Nelle precedenti consultazioni sulla piattaforma il sì ha prevalso in tutte le occasioni meno una: nel novembre 2019 i vertici del Movimento, allora ancora guidato da Luigi Di Maio, si espressero per una pausa elettorale. Non volevano cioè presentare proprie liste alle imminenti elezioni regionali in Calabria ed Emilia-Romagna. Ma gli iscritti si opposero, bocciando il quesito che anche all'epoca era stato costruito con l'obiettivo di ratificare il risultato voluto. 

 

Cosa succede in caso di no? 

Nel caso del novembre 2019, quindi, il Movimento cinque stelle, dopo il verdetto di Rousseau, presentò liste di propri candidati alle elezioni amministrative. Ma cosa potrebbe succedere se anche nel voto odierno fossero i dinieghi a prevalere? Crimi ci ha tenuto a specificare che quello di oggi è il voto decisivo, e che senza un responso favorevole il M5s non darà la fiducia al governo Draghi. In realtà, come avevamo raccontato sul Foglio, nel caso in cui il quesito fosse bocciato la palla ritornerebbe nelle mani del capo politico (in questo caso il reggente Crimi) e del garante. E cioè Beppe Grillo. Quindi del principale sponsor alla nascita del nuovo governo.
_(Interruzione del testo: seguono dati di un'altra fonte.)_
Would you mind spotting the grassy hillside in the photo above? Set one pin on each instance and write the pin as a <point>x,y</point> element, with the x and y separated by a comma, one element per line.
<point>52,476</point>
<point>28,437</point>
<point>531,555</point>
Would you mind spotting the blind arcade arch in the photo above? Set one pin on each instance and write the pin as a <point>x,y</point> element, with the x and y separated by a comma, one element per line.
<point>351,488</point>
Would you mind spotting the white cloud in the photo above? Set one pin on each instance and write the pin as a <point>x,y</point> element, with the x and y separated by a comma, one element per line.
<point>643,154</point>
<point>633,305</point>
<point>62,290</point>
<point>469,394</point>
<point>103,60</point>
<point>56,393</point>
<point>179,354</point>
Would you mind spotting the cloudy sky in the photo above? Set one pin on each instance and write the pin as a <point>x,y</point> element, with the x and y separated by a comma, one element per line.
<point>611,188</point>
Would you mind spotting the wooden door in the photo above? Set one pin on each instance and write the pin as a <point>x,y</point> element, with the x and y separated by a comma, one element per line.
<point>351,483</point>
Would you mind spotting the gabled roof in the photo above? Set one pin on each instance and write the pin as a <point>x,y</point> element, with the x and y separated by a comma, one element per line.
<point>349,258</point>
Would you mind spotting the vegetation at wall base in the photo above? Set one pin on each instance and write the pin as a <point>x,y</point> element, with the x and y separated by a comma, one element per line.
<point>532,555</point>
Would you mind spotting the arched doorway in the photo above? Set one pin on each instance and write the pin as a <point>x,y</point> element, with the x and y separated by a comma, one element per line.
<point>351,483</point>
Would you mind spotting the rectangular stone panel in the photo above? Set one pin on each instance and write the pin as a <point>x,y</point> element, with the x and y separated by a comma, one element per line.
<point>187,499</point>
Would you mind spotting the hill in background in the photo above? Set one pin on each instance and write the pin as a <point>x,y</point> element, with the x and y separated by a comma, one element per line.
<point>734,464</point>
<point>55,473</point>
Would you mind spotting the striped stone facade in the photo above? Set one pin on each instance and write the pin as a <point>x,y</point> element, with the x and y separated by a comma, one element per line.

Che potrebbe, in teoria, secondo statuto chiedere una seconda consultazione, che nel caso in cui non raggiungesse il quorum prevederebbe la decadenza del quesito (non a caso lo stesso Grillo ha postato sui social un fotomontaggio con Draghi e Mattarella nei panni dei protagonisti del film "40 carati": con il presidente della Repubblica che cerca di distogliere il premier incaricato da un salto nel vuoto). Un modo molto indiretto per aggirare il voto.  

 

 

Gli effetti politici 

Al di là degli effetti contingenti (il via libera o meno alla nascita di un nuovo governo), un eventuale voto contrario degli iscritti alla piattaforma produrrebbe uno smottamento politico all'interno del Movimento. Non è un caso se negli ultimi giorni, il più governista di tutti, Luigi Di Maio, si sia speso a ricordare come questa è la fase in cui "il Movimento deve dimostrare la propria maturità". E che l'ottenimento del famoso super-ministero per la Transizione ecologica altro non sarebbe che un modo per incidere davvero sul futuro del paese. Ragion per cui, dopo aver ventilato per settimane l'ipotesi che ad andarsene fosse Alessandro Di Battista e la sua corte di sciamannati (Barbara Lezzi & Co.), sarebbe l'ala dimaiana la più intransigente verso il nuovo corso del partito. E in quel caso il rischio scissione si rifletterebbe sul versante opposto.